Seminars & Colloquia
Wayne State University
"Design and Implementation of Effective Key-Value Systems for Large-scale Data Centers"
Wednesday March 16, 2016 09:00 AM
Location: 3211, EBII NCSU Centennial Campus
(Visitor parking instructions)
Data management systems in large-scale data centers are designed for high performance, scalability, and reliability. They play important roles in supporting Internet-wide data-centric computing. An important design principle critical to their success is to design according to workload characteristics: the general-purpose, one-size-fits-all approach once used in small-scale systems is no longer cost-effective.
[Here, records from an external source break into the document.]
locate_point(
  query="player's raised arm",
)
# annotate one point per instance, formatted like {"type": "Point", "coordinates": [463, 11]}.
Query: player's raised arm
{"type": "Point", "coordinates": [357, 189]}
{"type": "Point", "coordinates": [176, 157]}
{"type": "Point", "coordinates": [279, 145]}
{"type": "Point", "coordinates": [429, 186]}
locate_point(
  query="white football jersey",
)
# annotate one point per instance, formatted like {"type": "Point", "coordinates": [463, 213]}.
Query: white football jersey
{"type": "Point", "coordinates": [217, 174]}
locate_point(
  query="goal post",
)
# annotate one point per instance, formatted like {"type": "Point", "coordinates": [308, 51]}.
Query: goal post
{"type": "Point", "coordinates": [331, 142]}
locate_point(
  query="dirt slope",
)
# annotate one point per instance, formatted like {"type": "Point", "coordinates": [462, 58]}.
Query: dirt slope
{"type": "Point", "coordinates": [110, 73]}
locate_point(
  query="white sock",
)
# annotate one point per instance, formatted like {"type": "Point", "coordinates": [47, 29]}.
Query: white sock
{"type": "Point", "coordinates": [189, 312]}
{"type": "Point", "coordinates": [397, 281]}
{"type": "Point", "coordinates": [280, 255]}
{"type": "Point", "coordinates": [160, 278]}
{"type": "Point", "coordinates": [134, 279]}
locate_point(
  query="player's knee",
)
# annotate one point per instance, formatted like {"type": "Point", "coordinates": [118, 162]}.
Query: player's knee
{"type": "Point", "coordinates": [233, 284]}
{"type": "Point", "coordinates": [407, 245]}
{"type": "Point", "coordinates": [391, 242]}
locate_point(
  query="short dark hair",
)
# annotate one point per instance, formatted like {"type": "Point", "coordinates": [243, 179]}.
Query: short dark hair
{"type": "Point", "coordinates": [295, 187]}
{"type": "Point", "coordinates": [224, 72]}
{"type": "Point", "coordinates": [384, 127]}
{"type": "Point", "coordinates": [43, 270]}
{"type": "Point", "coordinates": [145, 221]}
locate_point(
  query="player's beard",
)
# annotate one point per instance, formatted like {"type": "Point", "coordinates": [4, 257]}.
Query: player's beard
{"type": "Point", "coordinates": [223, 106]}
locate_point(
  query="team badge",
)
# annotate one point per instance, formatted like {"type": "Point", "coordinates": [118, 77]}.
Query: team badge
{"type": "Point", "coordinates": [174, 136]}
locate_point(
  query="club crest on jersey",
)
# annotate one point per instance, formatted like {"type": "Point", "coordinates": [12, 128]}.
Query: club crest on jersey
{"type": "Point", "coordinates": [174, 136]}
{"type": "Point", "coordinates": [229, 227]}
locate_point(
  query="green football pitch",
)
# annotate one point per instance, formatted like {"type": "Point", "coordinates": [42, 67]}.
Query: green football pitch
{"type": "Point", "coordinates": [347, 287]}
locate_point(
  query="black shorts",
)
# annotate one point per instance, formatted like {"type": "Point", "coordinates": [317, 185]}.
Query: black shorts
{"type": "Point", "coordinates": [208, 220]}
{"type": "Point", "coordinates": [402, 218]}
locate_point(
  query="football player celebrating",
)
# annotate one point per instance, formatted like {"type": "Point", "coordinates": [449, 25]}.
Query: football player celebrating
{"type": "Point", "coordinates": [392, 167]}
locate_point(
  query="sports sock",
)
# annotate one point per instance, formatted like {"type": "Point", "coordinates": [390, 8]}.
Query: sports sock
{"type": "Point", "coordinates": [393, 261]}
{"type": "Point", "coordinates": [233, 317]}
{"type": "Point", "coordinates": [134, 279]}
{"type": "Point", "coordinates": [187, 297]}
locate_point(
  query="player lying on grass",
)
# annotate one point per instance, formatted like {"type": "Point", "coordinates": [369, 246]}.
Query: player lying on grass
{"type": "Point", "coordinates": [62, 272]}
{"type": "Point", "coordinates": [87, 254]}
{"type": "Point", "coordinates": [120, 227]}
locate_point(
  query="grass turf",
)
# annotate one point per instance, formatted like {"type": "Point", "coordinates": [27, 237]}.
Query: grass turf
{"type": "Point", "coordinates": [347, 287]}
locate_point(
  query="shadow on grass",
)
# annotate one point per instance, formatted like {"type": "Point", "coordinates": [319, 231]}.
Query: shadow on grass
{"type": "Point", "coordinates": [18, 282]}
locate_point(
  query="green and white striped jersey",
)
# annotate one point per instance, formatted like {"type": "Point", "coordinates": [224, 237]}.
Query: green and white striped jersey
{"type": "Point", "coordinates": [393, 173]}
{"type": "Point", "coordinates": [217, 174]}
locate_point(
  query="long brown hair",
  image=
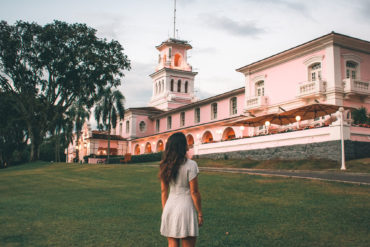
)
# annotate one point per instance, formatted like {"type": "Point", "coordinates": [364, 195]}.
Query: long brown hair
{"type": "Point", "coordinates": [173, 157]}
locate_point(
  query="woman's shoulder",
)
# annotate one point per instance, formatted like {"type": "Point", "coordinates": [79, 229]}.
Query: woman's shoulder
{"type": "Point", "coordinates": [191, 163]}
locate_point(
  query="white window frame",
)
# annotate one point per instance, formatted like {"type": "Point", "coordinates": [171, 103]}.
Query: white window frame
{"type": "Point", "coordinates": [213, 112]}
{"type": "Point", "coordinates": [233, 109]}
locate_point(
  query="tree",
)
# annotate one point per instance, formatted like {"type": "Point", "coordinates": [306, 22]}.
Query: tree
{"type": "Point", "coordinates": [51, 67]}
{"type": "Point", "coordinates": [79, 114]}
{"type": "Point", "coordinates": [12, 129]}
{"type": "Point", "coordinates": [110, 105]}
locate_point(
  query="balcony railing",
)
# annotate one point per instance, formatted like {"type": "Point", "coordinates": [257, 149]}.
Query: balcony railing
{"type": "Point", "coordinates": [353, 86]}
{"type": "Point", "coordinates": [256, 102]}
{"type": "Point", "coordinates": [311, 88]}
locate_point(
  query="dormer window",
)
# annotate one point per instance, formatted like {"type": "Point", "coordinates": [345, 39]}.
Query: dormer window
{"type": "Point", "coordinates": [186, 87]}
{"type": "Point", "coordinates": [182, 119]}
{"type": "Point", "coordinates": [214, 111]}
{"type": "Point", "coordinates": [177, 61]}
{"type": "Point", "coordinates": [233, 106]}
{"type": "Point", "coordinates": [351, 69]}
{"type": "Point", "coordinates": [179, 86]}
{"type": "Point", "coordinates": [260, 88]}
{"type": "Point", "coordinates": [172, 82]}
{"type": "Point", "coordinates": [315, 72]}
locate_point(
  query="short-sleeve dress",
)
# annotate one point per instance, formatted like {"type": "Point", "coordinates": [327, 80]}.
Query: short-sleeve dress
{"type": "Point", "coordinates": [179, 217]}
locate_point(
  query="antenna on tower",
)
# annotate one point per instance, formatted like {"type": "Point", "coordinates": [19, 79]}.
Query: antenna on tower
{"type": "Point", "coordinates": [174, 21]}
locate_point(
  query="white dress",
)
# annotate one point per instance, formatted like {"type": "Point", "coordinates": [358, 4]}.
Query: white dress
{"type": "Point", "coordinates": [179, 216]}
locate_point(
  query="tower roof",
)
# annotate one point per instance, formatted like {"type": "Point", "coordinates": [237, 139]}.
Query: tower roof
{"type": "Point", "coordinates": [177, 42]}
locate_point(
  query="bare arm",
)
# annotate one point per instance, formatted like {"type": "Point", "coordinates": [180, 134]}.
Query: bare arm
{"type": "Point", "coordinates": [164, 193]}
{"type": "Point", "coordinates": [195, 195]}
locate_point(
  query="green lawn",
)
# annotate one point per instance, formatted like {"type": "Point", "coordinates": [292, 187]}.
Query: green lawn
{"type": "Point", "coordinates": [44, 204]}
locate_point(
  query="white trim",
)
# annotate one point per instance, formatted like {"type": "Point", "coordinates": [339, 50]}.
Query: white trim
{"type": "Point", "coordinates": [314, 59]}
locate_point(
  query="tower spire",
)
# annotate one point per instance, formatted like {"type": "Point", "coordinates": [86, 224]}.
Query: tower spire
{"type": "Point", "coordinates": [174, 20]}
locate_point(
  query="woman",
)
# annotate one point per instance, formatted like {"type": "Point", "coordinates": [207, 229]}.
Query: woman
{"type": "Point", "coordinates": [180, 220]}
Examples of modern, carefully engineered systems include Google’s GFS file system, Facebook’s Haystack photo storage, and Baidu’s Atlas cloud storage system.
In this talk we will describe how rigorous workload characterization is used to design and implement a key-value (KV) system for large-scale data centers. In collaboration with Facebook, our team collected week-long KV access traces from Facebook’s production Memcached system and systematically characterized the relevant workload characteristics. This study showed some distinct access patterns that have significant implications for the KV systems’ designs, such as that (1) very small KV items are widespread; (2) accesses are highly skewed towards a small set of hot keys in KV cache; and (3) access traffic can be highly dynamic with request traffic varying by a factor of two.
Using our understanding of real-world workloads we designed and implemented the high-performance and resource-efficient zExpander KV cache and the LSM-trie KV store system. We will detail how the two systems’ designs were motivated by the understanding of their targeted workloads. Evaluation results reveal substantially, sometimes dramatically, improved performance over other state-of-the-art systems. As an anecdotal example, the LSM-trie system can improve the read and write throughputs of Google’s LevelDB by up to 10 and 20 times, respectively. We will conclude with a brief overview of our on-going projects and future visions.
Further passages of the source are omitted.